For the past week I've been working at home while the Things hang out and watch way too much teevee and get way too little exercise.
For purposes of illustration and explanation, you need to know that my computer, my lifeline, is in my bedroom.
In that bedroom I have a wooden kitchen chair to sit on, or my bed. I switch between the chair and the bed and the chair and the bed with frequency while working on said 'pyooter, but I'll tell y'all right now that the MOST comfy position to work in is FLAT ON MY BACK, with the computer propped up on my legs.
Even so, I still have to switch positions from time to time. I didn't think there would be a day when I could say "it's possible to get sore from lying down," or even that "I'm making my living on my back," but I guess that day has come.
I'm sure I'll miss it tomorrow when I'm back in the office and the Things are getting ready to vacation with their Dad. Slumping in my office chair simply does not lend itself to salacious witticisms, or the possible development of decubitus ulcers, the way the whole bed thing does.
Overheard in the living room:
Thing 2: Gah! My throat is all cloggy! It feels like I've got a slug in it!
Thing 1: Well, drink some water. Or eat some SALT!
I'm fixin' to commence to gettin' back on the fitness trail. I wandered off it for a little while, but I think I see where I left it and can pick up the scent just fine. (Smells like sweat, maybe).
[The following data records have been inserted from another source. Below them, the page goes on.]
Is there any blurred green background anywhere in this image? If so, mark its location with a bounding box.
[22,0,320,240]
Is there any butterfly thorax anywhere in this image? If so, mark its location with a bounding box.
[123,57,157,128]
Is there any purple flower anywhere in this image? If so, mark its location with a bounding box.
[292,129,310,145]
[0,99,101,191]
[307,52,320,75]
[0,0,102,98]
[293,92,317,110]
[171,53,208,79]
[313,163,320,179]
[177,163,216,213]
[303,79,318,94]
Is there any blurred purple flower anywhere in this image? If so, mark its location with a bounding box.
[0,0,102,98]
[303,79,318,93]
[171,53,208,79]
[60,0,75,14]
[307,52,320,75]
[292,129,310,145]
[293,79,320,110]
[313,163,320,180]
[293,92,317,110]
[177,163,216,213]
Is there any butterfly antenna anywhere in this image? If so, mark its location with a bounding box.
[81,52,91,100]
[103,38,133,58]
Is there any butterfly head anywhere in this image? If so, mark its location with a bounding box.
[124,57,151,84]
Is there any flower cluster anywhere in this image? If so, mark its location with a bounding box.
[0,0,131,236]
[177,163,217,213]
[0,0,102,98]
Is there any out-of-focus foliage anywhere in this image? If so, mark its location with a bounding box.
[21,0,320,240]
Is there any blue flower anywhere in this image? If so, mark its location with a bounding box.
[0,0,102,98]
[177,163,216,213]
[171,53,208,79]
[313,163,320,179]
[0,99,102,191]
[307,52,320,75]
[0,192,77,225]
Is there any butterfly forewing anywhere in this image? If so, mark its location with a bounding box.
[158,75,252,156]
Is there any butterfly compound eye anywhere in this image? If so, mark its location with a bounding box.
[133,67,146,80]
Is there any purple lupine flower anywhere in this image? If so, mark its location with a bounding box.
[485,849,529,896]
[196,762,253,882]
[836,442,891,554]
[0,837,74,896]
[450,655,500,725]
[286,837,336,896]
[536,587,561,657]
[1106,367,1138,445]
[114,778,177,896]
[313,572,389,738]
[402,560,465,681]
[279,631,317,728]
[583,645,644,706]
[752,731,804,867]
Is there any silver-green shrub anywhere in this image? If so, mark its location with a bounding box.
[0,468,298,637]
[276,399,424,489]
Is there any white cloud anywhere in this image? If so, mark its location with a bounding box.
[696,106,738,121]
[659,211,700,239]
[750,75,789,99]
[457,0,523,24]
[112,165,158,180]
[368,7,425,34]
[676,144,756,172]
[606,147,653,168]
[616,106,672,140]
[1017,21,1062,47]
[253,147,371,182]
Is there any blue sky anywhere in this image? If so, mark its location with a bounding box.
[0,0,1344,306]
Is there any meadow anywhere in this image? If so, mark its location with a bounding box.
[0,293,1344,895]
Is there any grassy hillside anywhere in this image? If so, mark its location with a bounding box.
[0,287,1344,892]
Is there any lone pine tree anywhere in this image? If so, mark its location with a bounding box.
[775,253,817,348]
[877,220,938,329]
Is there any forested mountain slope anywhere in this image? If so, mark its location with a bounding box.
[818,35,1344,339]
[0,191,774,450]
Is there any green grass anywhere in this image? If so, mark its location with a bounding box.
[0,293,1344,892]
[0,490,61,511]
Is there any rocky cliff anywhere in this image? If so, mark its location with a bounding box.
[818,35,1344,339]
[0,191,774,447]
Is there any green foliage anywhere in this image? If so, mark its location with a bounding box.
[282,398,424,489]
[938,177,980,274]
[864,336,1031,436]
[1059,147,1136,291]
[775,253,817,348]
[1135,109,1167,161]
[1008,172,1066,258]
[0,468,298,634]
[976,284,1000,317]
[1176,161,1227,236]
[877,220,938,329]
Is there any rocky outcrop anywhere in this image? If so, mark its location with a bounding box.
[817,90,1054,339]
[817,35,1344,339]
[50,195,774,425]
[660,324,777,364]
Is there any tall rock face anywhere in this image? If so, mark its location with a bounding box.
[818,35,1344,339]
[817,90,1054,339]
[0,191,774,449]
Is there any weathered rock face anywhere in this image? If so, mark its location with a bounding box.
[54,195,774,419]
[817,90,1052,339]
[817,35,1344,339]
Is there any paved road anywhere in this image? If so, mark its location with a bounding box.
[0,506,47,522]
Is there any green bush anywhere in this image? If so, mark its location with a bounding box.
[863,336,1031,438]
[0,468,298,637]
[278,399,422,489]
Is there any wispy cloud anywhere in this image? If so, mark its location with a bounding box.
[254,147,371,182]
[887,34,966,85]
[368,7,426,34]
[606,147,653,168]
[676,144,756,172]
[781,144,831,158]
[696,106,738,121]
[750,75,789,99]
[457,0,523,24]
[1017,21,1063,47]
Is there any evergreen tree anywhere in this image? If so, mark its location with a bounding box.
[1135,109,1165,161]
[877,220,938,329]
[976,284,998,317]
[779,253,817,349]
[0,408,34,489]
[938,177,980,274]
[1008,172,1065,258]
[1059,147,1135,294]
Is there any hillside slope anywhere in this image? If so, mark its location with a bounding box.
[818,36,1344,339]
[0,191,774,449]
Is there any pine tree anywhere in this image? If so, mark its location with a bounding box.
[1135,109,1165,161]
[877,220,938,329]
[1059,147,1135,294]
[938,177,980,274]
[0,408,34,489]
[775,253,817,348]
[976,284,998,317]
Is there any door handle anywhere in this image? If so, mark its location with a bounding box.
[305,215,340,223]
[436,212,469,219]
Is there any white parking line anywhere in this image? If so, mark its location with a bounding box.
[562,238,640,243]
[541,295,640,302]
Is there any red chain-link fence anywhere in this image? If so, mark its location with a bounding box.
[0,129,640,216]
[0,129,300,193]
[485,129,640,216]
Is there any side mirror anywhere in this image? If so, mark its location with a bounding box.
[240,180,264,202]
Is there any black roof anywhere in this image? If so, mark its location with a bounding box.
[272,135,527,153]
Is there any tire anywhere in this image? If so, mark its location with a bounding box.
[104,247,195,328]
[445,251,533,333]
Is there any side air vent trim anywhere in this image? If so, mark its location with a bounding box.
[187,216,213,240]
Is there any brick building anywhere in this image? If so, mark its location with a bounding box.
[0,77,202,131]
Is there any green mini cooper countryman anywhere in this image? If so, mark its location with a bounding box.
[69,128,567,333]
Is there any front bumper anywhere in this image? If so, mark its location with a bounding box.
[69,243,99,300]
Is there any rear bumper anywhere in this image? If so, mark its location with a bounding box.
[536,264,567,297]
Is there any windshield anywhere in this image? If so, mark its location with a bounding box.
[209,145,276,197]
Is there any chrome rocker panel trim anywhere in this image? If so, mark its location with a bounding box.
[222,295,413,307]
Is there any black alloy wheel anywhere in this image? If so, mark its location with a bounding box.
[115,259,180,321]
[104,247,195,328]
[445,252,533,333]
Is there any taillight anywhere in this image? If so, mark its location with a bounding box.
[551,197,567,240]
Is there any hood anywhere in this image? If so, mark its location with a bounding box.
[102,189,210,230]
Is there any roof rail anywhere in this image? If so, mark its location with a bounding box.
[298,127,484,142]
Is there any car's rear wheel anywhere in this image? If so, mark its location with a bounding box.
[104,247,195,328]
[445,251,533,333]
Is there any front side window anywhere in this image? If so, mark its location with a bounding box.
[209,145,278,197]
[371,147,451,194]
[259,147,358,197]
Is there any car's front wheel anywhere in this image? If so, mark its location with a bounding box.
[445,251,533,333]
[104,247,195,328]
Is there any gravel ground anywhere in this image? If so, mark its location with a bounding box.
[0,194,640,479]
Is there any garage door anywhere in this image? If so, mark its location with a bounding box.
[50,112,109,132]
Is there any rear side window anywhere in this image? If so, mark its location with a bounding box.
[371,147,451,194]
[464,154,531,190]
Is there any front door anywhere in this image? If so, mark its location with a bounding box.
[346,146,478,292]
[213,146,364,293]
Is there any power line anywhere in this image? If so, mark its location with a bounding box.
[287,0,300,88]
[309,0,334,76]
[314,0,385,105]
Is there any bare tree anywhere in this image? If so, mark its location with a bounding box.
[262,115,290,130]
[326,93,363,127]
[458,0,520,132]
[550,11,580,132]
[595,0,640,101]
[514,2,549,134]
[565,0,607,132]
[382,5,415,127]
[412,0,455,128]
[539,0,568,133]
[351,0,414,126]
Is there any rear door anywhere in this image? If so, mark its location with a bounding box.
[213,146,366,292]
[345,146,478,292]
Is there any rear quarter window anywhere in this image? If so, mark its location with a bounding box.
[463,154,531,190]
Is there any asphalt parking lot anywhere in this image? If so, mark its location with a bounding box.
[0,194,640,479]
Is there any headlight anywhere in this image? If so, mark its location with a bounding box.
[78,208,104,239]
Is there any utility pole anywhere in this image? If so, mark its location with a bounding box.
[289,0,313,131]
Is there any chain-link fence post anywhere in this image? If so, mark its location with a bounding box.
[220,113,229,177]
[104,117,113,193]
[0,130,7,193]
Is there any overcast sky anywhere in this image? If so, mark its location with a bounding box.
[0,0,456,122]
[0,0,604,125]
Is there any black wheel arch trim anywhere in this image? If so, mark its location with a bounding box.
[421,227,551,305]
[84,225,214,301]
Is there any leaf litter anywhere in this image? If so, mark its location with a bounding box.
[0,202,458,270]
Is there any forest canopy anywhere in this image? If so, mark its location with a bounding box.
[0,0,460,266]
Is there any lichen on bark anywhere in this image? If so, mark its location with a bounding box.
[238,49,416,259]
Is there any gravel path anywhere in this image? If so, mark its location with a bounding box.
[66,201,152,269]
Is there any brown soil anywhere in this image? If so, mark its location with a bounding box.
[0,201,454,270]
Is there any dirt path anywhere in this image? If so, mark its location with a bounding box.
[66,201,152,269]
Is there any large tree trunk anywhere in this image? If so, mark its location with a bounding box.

It's time to get back in the pool, or on the treadmill, or something, ANYTHING. Life is equilibrating again, and it's time to take the time for me, because how am I going to grow up to be a crabby old lady if I don't stay healthy long enough to be a curmudgeonly pain in everyone else's ass?
It's a fair question, y'all.
Jigsaw puzzles? Happy hobby or work of the devil?
Short one today, folks. I've got to get back to the grindstone. There's still a little nose left.